Wednesday 22 January 2020

Tuesday, 21 January 2020 (4.76)

The last reading stopped at: “back anyhow” (4.76)


Summary of the beginning of episode 4:

We meet Mr Bloom for the first time in this episode. It is 8 am. Bloom is in his kitchen preparing breakfast. He is also putting her breakfast things on the humpy tray (4.7).
In the very first paragraph we come to know about the kind of food he relishes(Most of all he like[s] grilled mutton kidneys which [give] to his palate a fine tang of faintly scented urine; 4.3). A cat is keeping his company, mewing Mkgnao, Mrkgnao, and then Mrkrgnao, asking for milk in the cat's language! After pouring some milk in a saucer for the cat, and watching her shining whiskers as she licks, and wondering whether the whiskers are a kind of feelers, Bloom moves his attention to the breakfast tray he is preparing.
He knows that she [doesn't] like her plate full (4.11). Deciding against ham and eggs, he decides to walk to the butcher, Dlugacz, to buy pork kidney. He calls out softly by the bedroom door whether she wants anything for breakfast. He hears a 'Mn' in answer, and the jingling of the loose brass quoits of the bedstead (4.59).
He picks up his hat from the peg, the crown of which carries the legend, Plato's high grade ha (4.69). Obviously the sweat has erased the last letter of the word 'hat'! After making sure that a white slip of paper (4.70) was still quite safe (4.71) inside the leather headband of the hat, Bloom steps out of the house after just pulling the door close without locking it, as he does not find the latchkey in his pocket. 
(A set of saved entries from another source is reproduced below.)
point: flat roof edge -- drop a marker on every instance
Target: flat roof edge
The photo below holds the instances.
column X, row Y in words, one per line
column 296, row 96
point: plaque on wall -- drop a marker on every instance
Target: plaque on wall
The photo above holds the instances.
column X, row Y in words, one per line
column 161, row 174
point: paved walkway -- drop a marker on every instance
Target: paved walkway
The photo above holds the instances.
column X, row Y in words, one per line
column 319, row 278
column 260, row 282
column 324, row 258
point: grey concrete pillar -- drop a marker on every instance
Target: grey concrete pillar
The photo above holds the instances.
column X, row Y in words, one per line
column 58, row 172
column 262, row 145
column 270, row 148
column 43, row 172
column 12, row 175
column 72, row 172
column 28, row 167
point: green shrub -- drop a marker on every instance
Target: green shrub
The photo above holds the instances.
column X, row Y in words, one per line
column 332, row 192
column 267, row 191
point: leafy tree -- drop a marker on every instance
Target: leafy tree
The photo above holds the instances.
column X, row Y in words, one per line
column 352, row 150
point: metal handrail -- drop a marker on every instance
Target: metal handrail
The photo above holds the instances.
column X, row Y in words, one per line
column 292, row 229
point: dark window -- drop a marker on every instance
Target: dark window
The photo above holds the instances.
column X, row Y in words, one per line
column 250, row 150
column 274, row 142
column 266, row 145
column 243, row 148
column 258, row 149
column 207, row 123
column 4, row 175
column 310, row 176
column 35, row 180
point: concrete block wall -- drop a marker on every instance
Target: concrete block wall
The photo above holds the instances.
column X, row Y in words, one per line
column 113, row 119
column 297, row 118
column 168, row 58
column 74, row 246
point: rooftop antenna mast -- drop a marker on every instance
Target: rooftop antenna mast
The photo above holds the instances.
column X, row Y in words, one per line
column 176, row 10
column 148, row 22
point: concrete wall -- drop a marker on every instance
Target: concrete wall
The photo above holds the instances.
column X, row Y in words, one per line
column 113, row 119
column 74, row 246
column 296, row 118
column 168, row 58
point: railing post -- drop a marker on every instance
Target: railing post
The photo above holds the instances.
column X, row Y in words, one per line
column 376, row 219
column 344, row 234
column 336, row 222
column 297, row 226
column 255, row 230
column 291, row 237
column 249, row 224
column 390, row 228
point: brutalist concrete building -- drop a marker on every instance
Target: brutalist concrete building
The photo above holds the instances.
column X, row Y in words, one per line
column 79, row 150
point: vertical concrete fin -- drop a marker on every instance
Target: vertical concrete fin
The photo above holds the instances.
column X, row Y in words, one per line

Summary of the end of episode 3:

The tide comes in. The water reminds Stephen of the drowned man he had heard about that morning. He pictures to himself how the corpse [rises] saltwhite from the undertow, bobbling a pace a pace a porpoise landward (3.472). Imagining how a quiver of minnows (3.476) will be swimming around the corpse, Stephen tells himself God becomes man becomes fish becomes barnacle goose becomes featherbed mountain (3.477). In this one sentence God, Jesus, the Featherbed Mountain south of Dublin are brought together explaining the name Proteus, Joyce gave to this episode. 


Still thoughts of Mulligan are not far from Stephen's mind. He searches for the handkerchief Mulligan had taken that morning to wipe his razor blade. Not finding it, Stephen places the snot he had picked from his nostril on a rock, and gets ready to move. Because all days make their end. By the way . . . Tuesday will be the longest day*** (3.490).